Please replace the Disk with NAA.ID: 5002538bc9916d70. Below is the information which you can share with the Dell Team so that they can isolate this device:

   naa.5002538bc9916d70:
   Device: naa.5002538bc9916d70
   Display Name: naa.5002538bc9916d70
   Is SSD: true
   VSAN UUID: 528dd82a-9af8-a4ff-2982-653e28d011ce
   VSAN Disk Group UUID: 52385363-7081-d832-fa4f-88200d001cb5
   VSAN Disk Group Name: t10.NVMe____Dell_Express_Flash_NVMe_P4610_1.6TB_SFF_00016FEA25E4D25C
   Used by this host: true
   In CMMDS: true
   On-disk format version: 10
   Deduplication: true
   Compression: true
   Checksum: 1200740824495245392
   Checksum OK: true
   Is Capacity Tier: true
   Encryption Metadata Checksum OK: true
   Encryption: false
   DiskKeyLoaded: false
   Is Mounted: true
   Creation Time: Fri Jul 15 12:32:04 2022

naa.5002538bc9916d70:
   Device Display Name: Local SAMSUNG Disk (naa.5002538bc9916d70)
   Storage Array Type: VMW_SATP_LOCAL
   Storage Array Type Device Config: SATP VMW_SATP_LOCAL does not support device configuration.
   Path Selection Policy: VMW_PSP_FIXED
   Path Selection Policy Device Config: {preferred=vmhba7:C0:T8:L0;current=vmhba7:C0:T8:L0}
   Path Selection Policy Device Custom Config:
   Working Paths: vmhba7:C0:T8:L0
   Is USB: false

Please follow the KB: https://kb.vmware.com/s/article/2149067 in order to replace the storage.

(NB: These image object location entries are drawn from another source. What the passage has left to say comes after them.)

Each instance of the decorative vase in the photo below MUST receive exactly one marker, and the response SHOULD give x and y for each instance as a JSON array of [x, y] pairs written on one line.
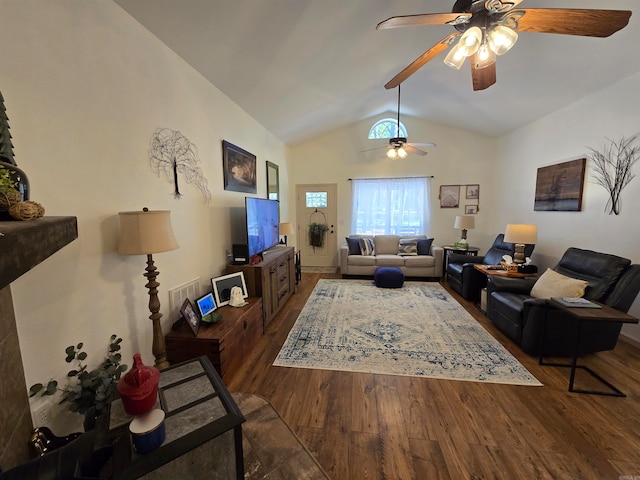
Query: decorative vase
[[138, 388], [19, 192]]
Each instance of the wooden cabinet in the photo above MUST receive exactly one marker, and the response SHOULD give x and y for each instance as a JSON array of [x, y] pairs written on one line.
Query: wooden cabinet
[[226, 343], [273, 279]]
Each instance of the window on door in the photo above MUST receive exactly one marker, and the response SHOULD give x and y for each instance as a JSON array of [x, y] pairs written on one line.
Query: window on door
[[390, 206]]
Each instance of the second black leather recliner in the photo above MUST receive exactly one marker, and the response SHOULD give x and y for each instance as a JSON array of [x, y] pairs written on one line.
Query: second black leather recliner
[[465, 279]]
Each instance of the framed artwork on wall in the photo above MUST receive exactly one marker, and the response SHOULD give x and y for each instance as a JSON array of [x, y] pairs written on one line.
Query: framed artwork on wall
[[239, 169], [473, 192], [449, 196], [222, 287], [559, 187]]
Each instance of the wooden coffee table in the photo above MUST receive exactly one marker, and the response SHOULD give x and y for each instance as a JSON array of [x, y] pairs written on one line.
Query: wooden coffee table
[[487, 270]]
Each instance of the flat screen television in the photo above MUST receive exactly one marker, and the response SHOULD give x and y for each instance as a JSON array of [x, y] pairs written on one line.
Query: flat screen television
[[263, 218]]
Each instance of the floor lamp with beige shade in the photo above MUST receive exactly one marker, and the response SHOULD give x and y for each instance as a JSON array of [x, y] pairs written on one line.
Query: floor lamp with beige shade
[[145, 233]]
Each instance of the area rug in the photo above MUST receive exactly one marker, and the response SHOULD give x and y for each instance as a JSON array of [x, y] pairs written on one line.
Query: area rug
[[417, 330]]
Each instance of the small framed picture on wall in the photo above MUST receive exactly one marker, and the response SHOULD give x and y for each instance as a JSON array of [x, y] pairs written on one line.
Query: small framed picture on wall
[[449, 196], [470, 209]]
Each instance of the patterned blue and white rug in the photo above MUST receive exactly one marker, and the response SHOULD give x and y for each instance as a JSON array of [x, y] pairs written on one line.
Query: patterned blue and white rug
[[417, 330]]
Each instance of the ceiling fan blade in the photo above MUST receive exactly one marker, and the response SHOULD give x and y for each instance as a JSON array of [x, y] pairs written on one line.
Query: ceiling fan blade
[[482, 77], [417, 151], [423, 19], [567, 21], [425, 144], [374, 148], [421, 61]]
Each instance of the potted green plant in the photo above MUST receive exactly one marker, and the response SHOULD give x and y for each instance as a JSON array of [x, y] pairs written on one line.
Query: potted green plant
[[316, 234], [88, 390], [8, 193]]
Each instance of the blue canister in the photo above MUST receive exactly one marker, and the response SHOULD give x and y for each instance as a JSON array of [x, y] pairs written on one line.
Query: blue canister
[[147, 431]]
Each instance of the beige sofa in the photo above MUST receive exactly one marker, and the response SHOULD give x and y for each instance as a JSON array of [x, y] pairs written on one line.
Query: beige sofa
[[392, 251]]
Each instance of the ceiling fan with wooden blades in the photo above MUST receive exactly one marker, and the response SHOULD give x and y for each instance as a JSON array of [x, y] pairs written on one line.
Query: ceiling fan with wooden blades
[[486, 28], [398, 146]]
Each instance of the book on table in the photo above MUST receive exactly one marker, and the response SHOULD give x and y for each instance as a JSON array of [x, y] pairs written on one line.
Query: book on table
[[573, 302]]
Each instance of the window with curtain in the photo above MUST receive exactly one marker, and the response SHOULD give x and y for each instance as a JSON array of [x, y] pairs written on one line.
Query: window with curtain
[[390, 206]]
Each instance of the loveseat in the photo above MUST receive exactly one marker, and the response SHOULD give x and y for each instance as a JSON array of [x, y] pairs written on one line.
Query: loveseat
[[415, 255], [518, 307]]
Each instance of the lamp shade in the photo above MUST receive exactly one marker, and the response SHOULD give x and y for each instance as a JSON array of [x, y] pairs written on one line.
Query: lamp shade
[[465, 222], [521, 233], [285, 228], [145, 232]]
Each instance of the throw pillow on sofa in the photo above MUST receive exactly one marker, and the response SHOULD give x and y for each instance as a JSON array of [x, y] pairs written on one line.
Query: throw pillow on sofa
[[424, 246], [367, 247], [354, 245], [408, 246], [554, 284]]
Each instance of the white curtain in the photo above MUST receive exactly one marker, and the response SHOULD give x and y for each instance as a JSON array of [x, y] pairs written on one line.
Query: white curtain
[[396, 206]]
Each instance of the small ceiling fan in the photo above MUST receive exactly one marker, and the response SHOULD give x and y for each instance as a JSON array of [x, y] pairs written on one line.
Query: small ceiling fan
[[486, 28], [398, 146]]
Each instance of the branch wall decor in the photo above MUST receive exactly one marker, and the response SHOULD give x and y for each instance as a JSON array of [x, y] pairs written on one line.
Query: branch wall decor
[[613, 168], [172, 153]]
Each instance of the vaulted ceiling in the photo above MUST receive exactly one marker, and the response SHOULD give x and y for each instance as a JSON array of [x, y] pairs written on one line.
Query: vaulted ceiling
[[305, 67]]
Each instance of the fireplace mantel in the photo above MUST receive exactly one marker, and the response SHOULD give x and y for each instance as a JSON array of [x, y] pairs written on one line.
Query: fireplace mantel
[[24, 244]]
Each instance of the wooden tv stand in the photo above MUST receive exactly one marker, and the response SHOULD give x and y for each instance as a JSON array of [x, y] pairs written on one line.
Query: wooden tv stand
[[226, 343], [273, 279]]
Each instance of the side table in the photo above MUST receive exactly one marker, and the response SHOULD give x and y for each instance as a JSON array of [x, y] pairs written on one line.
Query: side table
[[203, 429], [453, 249], [583, 315]]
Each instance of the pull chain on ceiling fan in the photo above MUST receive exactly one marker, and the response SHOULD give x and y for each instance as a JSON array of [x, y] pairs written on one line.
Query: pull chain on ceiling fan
[[489, 28], [396, 144]]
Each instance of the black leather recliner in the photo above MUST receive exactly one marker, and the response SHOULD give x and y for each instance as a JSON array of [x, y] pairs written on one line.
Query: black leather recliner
[[612, 281], [468, 281]]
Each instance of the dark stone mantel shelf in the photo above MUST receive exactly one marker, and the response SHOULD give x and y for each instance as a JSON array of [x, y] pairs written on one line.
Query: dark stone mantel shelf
[[24, 244]]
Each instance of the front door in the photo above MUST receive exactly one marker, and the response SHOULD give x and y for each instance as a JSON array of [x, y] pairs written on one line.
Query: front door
[[317, 205]]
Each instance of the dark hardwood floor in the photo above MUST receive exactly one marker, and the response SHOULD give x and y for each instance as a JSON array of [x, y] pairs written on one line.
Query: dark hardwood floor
[[365, 426]]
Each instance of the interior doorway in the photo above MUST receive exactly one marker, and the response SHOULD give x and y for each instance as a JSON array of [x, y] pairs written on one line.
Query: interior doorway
[[317, 204]]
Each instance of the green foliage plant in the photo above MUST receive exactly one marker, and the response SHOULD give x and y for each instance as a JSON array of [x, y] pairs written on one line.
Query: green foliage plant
[[316, 234], [87, 388], [6, 182]]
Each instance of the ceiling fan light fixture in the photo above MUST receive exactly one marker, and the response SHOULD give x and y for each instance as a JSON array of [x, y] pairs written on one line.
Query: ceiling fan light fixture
[[454, 58], [501, 39], [470, 41]]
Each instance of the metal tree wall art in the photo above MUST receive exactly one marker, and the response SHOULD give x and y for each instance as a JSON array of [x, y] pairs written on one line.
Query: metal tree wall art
[[613, 168], [172, 153]]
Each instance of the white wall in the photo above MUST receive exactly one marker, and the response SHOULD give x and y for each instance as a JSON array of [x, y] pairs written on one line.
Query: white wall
[[85, 86], [458, 158], [565, 135]]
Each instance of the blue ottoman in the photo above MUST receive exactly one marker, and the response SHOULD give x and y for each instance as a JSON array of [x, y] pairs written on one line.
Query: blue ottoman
[[388, 277]]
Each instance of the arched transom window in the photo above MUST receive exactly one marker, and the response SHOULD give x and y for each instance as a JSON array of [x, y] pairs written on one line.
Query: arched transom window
[[387, 128]]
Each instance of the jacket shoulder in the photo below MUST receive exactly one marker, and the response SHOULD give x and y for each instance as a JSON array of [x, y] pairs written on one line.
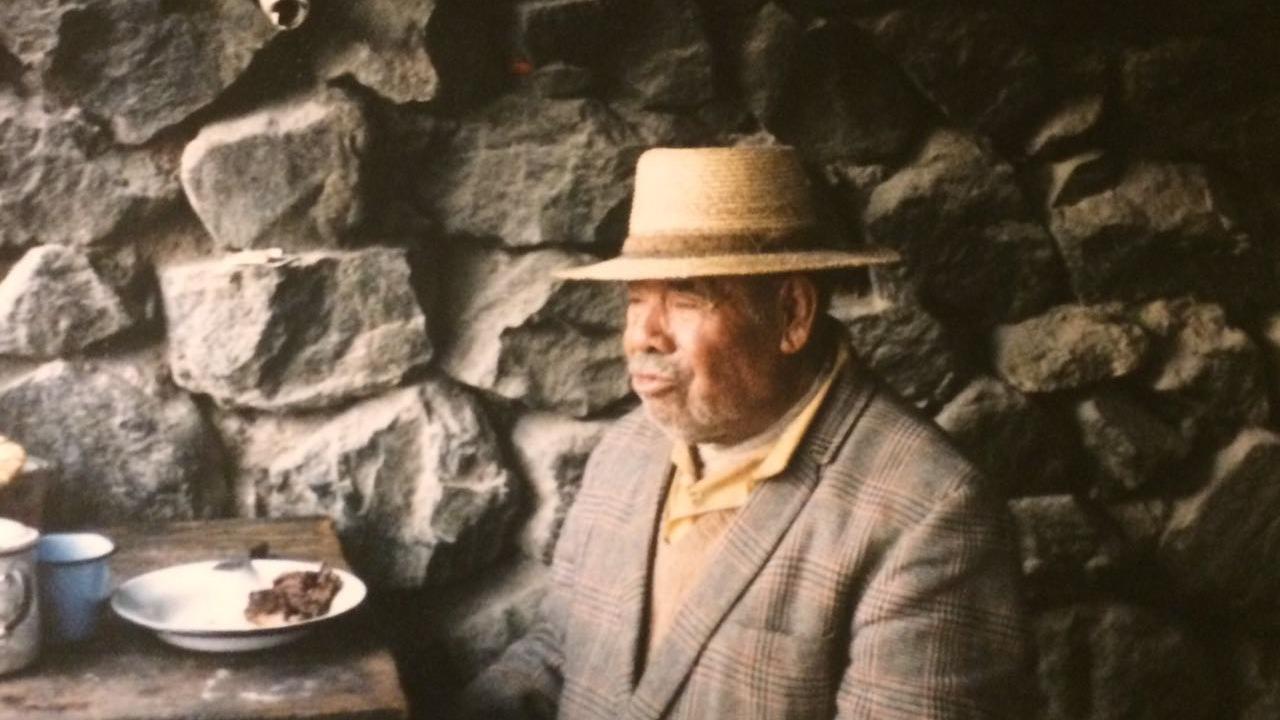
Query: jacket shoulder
[[900, 458]]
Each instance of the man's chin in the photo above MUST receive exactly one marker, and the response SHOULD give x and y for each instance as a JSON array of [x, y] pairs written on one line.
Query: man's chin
[[676, 425]]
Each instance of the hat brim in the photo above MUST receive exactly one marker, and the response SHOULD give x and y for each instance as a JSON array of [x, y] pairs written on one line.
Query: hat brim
[[755, 264]]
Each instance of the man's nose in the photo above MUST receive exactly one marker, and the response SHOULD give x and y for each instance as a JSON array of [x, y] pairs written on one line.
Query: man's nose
[[647, 329]]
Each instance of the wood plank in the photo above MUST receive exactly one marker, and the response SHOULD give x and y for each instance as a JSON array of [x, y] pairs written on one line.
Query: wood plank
[[341, 670]]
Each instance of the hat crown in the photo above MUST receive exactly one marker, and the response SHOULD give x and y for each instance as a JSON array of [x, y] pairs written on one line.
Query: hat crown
[[682, 191]]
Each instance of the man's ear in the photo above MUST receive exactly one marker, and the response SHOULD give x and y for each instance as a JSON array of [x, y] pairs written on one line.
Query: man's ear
[[798, 301]]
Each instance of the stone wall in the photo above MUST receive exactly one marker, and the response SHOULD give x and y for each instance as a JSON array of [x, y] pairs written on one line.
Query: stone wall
[[261, 272]]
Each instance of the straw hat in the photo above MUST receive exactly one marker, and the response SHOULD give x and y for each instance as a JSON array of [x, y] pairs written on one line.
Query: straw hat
[[723, 212]]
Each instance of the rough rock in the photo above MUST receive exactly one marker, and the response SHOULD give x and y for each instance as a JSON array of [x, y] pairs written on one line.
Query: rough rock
[[906, 346], [1069, 181], [1270, 338], [1068, 130], [1164, 229], [839, 99], [1206, 376], [766, 54], [127, 452], [1205, 94], [284, 176], [141, 65], [1128, 447], [854, 183], [977, 64], [1233, 518], [53, 302], [515, 331], [561, 31], [552, 451], [661, 53], [1068, 347], [414, 481], [1018, 443], [533, 172], [301, 331], [1065, 552], [475, 628], [1112, 661], [60, 182], [380, 44], [558, 80], [963, 227]]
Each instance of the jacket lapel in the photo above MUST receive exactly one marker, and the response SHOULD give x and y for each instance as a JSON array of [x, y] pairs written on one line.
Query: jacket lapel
[[746, 546], [652, 474]]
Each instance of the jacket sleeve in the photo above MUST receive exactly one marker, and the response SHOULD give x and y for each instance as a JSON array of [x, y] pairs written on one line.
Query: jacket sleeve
[[525, 682], [940, 632]]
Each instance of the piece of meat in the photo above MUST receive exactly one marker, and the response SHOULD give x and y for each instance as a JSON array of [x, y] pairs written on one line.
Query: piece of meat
[[295, 597]]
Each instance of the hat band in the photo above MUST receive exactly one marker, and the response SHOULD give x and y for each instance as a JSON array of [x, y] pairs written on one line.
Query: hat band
[[720, 244]]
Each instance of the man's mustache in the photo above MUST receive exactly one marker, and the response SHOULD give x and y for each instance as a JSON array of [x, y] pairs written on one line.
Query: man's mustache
[[652, 364]]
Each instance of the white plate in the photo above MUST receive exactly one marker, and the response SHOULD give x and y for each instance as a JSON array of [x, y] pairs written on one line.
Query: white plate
[[197, 607]]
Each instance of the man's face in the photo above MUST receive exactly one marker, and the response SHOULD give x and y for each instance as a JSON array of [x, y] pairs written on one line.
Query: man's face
[[704, 356]]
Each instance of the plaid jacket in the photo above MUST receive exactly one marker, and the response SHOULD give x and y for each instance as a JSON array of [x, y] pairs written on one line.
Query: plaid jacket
[[871, 579]]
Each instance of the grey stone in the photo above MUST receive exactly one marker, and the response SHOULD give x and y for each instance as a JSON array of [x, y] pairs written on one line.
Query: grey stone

Please note that since the Deduplication is enabled, the Entire Disk Group will be in failed state.
Disk Group must be destroyed first with No Data migration option (as the Disk Group is effectively lost), then replace the failed disk and re-create the Disk Group.